Like the water that is flowing over the Falls and though its territory, Niagara is a fluid term; constantly changing, both in form and in meaning. As a cultural icon and quintessential natural landscape, Niagara was at the forefront of national consciousness from the mid-nineteenth century until the World War I. Destined to fulfill future visions of progress, infrastructure became the interface between nature and technology.

Within this context, November 17th 1896 marks a significant moment in the history of Niagara. The opening of the Adams Power Plant—the first large-scale, hydro-electric power plant in the world—enabled the transmission of power over a twenty-six-mile course from Niagara to Buffalo. The project combined age old knowledge of converting the energy of falling water into a useful forms of power with Nikola Tesla’s invention of the alternating current induction motor and the polyphase system for the generation, transmission, and distribution of electrical power. Based on a plan by engineer Thomas Evershed a decade earlier, the harnessing of Niagara Falls utilized a hydraulic canal and a 7,500 feet brick-lined tunnel under the City of Niagara Falls for the generation of 50,000 horsepower (37 MW) of electricity.

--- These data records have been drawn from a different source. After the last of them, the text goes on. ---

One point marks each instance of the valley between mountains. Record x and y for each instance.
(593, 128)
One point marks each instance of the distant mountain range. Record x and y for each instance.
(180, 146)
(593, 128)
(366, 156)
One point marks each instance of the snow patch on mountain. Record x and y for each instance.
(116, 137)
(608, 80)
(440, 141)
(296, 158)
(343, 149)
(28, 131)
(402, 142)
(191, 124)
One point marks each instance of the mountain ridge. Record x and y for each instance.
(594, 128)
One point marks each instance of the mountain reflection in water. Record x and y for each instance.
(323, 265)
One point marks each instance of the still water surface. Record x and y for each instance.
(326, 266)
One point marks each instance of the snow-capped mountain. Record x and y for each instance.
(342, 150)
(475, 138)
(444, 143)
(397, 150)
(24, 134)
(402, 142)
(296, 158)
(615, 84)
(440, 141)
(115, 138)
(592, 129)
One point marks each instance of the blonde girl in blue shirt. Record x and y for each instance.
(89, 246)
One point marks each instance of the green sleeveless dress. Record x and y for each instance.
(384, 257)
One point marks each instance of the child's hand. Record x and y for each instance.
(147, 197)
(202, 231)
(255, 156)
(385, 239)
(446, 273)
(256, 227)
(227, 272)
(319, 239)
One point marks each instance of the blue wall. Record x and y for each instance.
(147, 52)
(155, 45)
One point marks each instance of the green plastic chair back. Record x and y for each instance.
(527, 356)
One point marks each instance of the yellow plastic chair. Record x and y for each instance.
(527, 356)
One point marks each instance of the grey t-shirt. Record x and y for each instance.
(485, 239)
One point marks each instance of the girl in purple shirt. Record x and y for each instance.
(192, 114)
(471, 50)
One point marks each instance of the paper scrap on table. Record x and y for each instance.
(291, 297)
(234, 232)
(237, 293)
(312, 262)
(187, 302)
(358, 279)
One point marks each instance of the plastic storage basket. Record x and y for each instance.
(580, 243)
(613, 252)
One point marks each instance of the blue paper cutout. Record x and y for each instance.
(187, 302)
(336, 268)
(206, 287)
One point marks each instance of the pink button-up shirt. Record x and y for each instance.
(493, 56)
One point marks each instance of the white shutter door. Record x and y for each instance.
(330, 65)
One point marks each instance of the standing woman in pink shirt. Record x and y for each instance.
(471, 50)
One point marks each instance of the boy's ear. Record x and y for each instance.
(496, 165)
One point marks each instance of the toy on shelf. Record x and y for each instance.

The New York Times reported that the development of hydroelectric power was accomplished “without the marring of a single feature of its wild and grand beauty, without the destruction of a single spot transformed by the fingers of nature into a fairyland of beauty and enchantment, comes the blending of the useful and the beautiful.” It was Niagara as an engineering marvel and symbol of progress, rather than solely “pristine” nature that captivated the imagination of Americans at the turn of the twentieth century. The unification of beauty and utility marked the emergence of the technological sublime, which in the following half century would come to define many of the New Deal Public Works projects.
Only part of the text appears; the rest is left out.